Tribunal Administratif de Paris — Décision N° TA75-2429604

lundi 21 juillet 2025

JuridictionTribunal Administratif de Paris
SectionTribunal Administratif de Paris
N° DossierTA75-2429604
TypeDécision
RecoursPlein contentieux
Avocat requérantSELARL CABANES AVOCATS

Résumé IA

Le Tribunal Administratif de Paris, statuant en référé-provision sur le fondement de l'article R. 541-1 du code de justice administrative, a rejeté la demande de la société Korrigan. Celle-ci réclamait le paiement du solde du prix forfaitaire de deux marchés de dégraffittage et désaffichage conclus avec la ville de Paris, pour un montant total de 1 515 918,90 euros HT. Le tribunal a estimé que l'obligation de paiement était sérieusement contestable, dès lors que les parties avaient réduit la durée des marchés par avenant et que la somme réclamée correspondait à des prestations postérieures à la nouvelle date de fin des contrats, dont la réalité n'était pas établie. La demande de provision a donc été rejetée.

Texte intégral

Vu la procédure suivante :

Par une requête, enregistrée le 31 octobre 2024, la société Korrigan, représentée par Me Manhouli, demande au juge des référés, saisi en application de l'article R. 541-1 du code de justice administrative :

1°) de condamner la ville de Paris à lui payer la somme de 1 515 918,90 euros HT soit 1 819 102,68 euros TTC au titre des soldes du prix forfaitaire des marchés conclus pour l'exécution des lots n° 3 et n° 4 ayant pour objet le dégraffittage et le désaffichage ;

2°) d'enjoindre à la ville de Paris de lui communiquer les numéros d'engagements juridiques visés par l'article 2 du CCAP applicable aux marchés, dans le délai de 8 jours à compter de la notification de la décision à intervenir ;

3°) de mettre à la charge de la Ville de Paris une somme de 5 000 euros en application de l'article L. 761-1 du code de justice administrative.

La société soutient que :

- le solde restant dû après déduction des acomptes versés est de 750 081,46 euros, s'agissant du lot n°3 et de 765 837,48 s'agissant du lot n°4 ;

- les prestations qui font l'objet du marché ont été parfaitement exécutées alors que la ville les a vérifiées et admises de sorte que le solde forfaitaire des deux marchés est dû ;

- s'agissant du solde du prix forfaitaire, aucun bon de commande ni ordre de service, à l'exception de l'ordre de service de démarrage, n'est émis pour chaque prestation ;

- alors même que la ville de Paris se sait débitrice du solde du prix forfaitaire des deux marchés depuis leur terme du 14 novembre 2022, elle ne lui a communiqué aucun numéro d'engagement juridique, empêchant par là même la requérante de procéder à la facturation des soldes des marchés.

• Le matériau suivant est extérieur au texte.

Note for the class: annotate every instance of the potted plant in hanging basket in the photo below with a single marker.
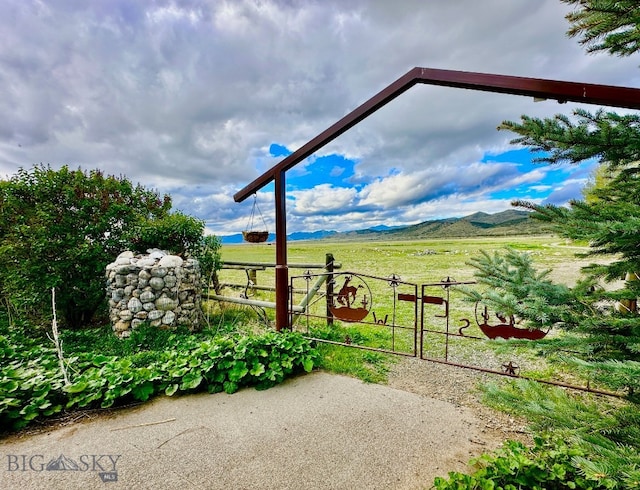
(255, 236)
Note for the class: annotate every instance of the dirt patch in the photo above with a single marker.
(460, 387)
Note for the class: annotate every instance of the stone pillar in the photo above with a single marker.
(159, 288)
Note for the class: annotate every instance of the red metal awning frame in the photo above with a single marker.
(586, 93)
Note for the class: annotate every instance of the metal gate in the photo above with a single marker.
(429, 321)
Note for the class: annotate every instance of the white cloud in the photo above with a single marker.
(185, 96)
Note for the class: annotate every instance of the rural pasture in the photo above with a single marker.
(414, 263)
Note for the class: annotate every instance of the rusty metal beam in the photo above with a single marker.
(561, 91)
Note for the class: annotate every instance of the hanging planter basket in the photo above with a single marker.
(253, 236)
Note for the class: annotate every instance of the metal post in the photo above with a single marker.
(282, 273)
(329, 297)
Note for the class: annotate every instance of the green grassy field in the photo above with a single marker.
(416, 263)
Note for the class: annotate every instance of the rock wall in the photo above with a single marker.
(162, 289)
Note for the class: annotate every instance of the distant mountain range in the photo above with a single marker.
(510, 222)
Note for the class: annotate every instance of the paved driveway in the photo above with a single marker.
(317, 431)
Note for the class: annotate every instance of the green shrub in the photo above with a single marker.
(60, 229)
(31, 386)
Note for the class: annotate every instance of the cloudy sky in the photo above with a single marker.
(196, 98)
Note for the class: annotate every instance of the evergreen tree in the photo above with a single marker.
(608, 218)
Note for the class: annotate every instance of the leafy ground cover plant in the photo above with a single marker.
(31, 385)
(582, 443)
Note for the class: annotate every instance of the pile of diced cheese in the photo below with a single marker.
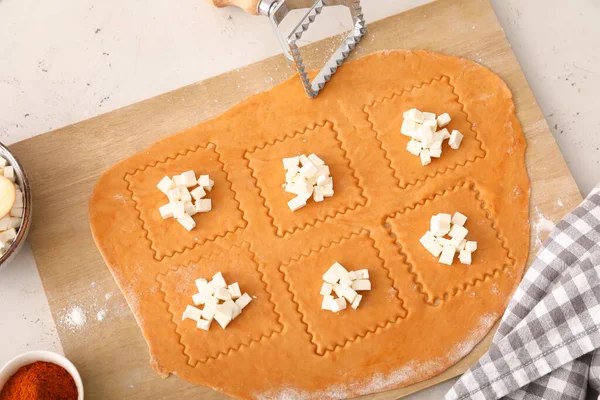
(220, 301)
(11, 222)
(306, 177)
(436, 243)
(426, 140)
(183, 202)
(345, 285)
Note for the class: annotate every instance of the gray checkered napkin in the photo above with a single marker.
(548, 343)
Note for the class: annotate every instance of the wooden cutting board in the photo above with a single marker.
(97, 331)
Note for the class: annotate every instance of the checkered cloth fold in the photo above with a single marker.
(548, 343)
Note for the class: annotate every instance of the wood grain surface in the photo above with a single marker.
(63, 166)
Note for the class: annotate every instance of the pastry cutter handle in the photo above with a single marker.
(250, 6)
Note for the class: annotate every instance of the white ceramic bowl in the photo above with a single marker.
(28, 358)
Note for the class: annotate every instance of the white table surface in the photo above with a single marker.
(63, 61)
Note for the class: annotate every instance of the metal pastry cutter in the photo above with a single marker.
(277, 10)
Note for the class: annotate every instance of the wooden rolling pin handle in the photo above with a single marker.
(250, 6)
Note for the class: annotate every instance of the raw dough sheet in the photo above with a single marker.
(421, 316)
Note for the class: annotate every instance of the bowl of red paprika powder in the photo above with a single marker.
(40, 375)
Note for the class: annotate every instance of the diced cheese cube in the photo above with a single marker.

Par un mémoire en défense, enregistré le 28 mai 2025, la Ville de Paris, représentée par Me Cabanes, conclut :

- à ce que le tribunal rejette la requête présentée par la société Korrigan en ce que l'obligation qu'elle réclame est sérieusement contestable dès lors que :

o le juge des référés a déjà rejeté une requête identique ;

o la créance est sérieusement contestable en ce que :

* la société n'apporte que deux nouvelles pièces :

* un courrier de mise en demeure du 26 décembre 2023;

* un mémoire en réclamation notifié à la ville de Paris le

15 janvier 2024 ;

* les paiements réalisés se rapportent à des prestations non réalisées dès lors que

* par avenants du 23 juillet 2021, les parties ont décidé de réduire la durée de chacun des lots n°3 et n° 4 de douze mois ;

* les marchés sont terminés depuis le 14 novembre 2022 et que l'ensemble des prestations ont été réglées;

* la part réclamée correspond à la part du prix forfaitaire relative à des prestations postérieures au 14 novembre 2022 ;

- en tout état de cause, à ce que le tribunal mette à la charge de la société Korrigan une somme de 2 000 euros au titre de l'article L. 761-1 du code de justice administrative.

Vu les autres pièces du dossier.

Vu :

- l'ordonnance n° 2015-899 du 23 juillet 2015 ;

- le décret n° 2016-360 du 25 mars 2016 ;

- le code de justice administrative.

Le président du tribunal a désigné M. Gracia, vice-président de la 3e section, pour statuer sur les demandes de référé.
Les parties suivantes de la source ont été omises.